Manifestation de soutien aux journalistes de la radio nationale hongroise

Une centaine de personnes s’est rassemblée mardi soir à Budapest devant le siège de la radio nationale hongroise, la Magyar Rádió, pour afficher son soutien à deux journalistes privés d’antenne pour avoir protesté contre les atteintes à la liberté de la presse en Hongrie.

Manifestation devant la Magyar Radio le 4 janvier à Budapest (Hulala)

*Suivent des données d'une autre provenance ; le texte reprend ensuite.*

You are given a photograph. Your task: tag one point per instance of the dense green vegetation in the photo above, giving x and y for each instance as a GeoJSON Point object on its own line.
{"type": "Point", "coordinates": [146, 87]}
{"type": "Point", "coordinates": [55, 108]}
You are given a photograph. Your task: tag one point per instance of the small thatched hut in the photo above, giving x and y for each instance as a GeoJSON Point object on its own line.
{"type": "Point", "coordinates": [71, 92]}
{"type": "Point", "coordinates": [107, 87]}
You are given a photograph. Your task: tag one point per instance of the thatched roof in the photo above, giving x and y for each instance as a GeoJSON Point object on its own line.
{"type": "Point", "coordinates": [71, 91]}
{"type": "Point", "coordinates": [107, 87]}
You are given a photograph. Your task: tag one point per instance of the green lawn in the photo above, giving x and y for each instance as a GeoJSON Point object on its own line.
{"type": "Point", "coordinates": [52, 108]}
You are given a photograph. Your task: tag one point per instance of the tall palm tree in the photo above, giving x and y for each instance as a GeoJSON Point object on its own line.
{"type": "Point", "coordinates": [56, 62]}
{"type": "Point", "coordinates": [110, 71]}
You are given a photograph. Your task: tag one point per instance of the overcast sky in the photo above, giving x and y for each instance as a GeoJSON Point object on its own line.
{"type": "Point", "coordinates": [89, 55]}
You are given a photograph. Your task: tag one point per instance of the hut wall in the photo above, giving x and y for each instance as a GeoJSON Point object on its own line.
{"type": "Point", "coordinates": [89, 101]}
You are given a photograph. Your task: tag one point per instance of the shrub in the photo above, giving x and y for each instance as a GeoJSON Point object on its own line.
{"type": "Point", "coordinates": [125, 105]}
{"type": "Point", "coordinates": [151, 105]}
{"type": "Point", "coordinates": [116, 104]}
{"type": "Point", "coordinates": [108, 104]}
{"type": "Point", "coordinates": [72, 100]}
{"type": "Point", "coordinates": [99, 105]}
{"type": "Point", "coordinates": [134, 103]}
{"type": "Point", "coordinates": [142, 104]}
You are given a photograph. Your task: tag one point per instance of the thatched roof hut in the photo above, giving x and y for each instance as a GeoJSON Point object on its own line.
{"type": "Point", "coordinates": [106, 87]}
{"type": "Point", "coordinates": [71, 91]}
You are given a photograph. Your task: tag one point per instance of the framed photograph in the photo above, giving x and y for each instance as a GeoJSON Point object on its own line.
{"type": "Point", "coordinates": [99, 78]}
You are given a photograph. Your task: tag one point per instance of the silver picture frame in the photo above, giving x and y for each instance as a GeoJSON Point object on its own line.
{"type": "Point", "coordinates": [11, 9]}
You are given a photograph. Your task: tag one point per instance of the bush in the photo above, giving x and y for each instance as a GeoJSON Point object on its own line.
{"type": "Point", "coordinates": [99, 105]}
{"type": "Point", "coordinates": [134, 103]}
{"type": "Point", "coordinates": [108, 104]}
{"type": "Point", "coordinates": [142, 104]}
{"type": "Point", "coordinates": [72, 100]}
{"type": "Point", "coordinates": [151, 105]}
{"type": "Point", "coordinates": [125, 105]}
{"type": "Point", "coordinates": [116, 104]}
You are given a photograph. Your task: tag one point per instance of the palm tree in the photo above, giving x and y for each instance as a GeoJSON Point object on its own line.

Quel décalage entre la surenchère médiatique internationale autour de la loi hongroise sur les médias et la quiétude de la Hongrie pourtant dénigrée de toutes parts ! Ils étaient en effet à peine plus d’une centaine, lundi soir dans la capitale hongroise, pour témoigner leur soutien aux journalistes pénalisés. Une centaine dont presque la moitié était constituée de journalistes, et parmi eux quelques journalistes étrangers venus prendre le pouls d’un pays qui, à en juger par le traitement médiatique qui lui est réservé, serait sur le point de sombrer une nouvelle fois dans la dictature. Les manifestants ont brûlé des cierges qu’ils ont déposés sur l’épaisse croute de glace qui recouvre les pavés devant le siège de la radio nationale, puis se sont dispersés après une petite heure sur place.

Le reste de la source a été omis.